2020–2022: US assets ballooned from USD 4.5 trillion to USD 9 trillion; interest rates dropped to zero. Under this backdrop, the USD depreciated, and the TWD appreciated to around 27 yuan.
Post-2022: US inflation spiraled out of control; the Fed launched rapid rate hikes, causing the USD to rebound from 27 to about 32 yuan, fluctuating within this range.
After September 2024: The Fed ended this high-interest cycle and began cutting rates, bringing the exchange rate back to around 32 yuan.
Significance of Historical Highs
Since the 2008 financial crisis, the Fed launched three rounds of quantitative easing. In December 2013, the Fed announced tapering QE, leading to rising US interest rates and capital flowing back to the US from emerging markets. The USD/NTD exchange rate rose from the 2013 lows to 33 yuan. This appreciation lasted over a decade until September 2024, when the Fed started cutting rates, bringing the rate back to 32 yuan.

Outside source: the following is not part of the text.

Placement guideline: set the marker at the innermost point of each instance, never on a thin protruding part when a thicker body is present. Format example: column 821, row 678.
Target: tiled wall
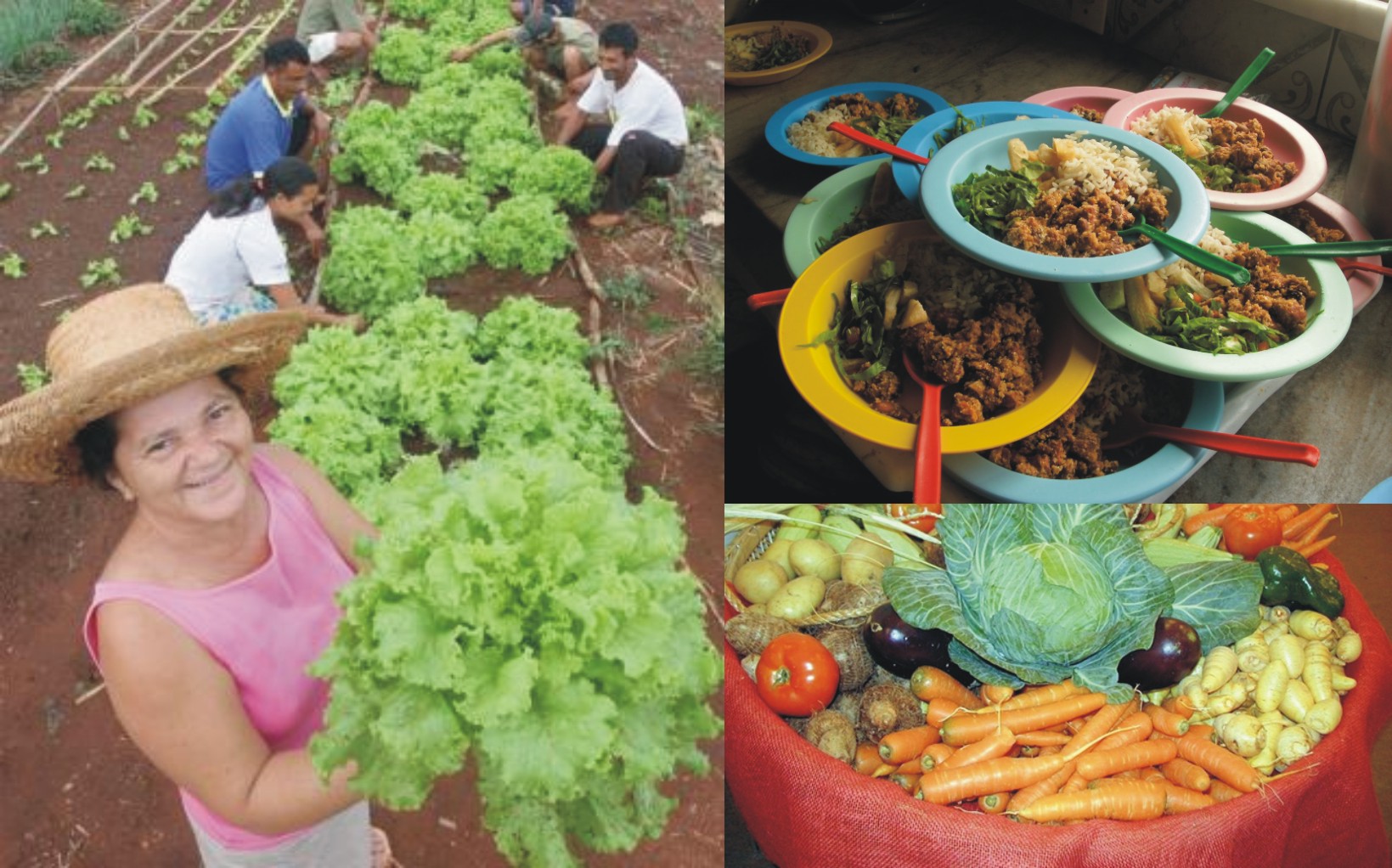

Based on historical experience, many investors hold an “invisible ruler”: most consider USD below 30 as a buying zone, and above 32 as a selling point. For long-term forex investments, this can serve as a reference.
Overall, the appreciation trend of the TWD is supported by fundamentals. How high the USD will rise depends on the Fed’s policy trajectory and Taiwan-US trade negotiations. In this uncertain environment, risk management and flexible strategies are the keys to successful investing.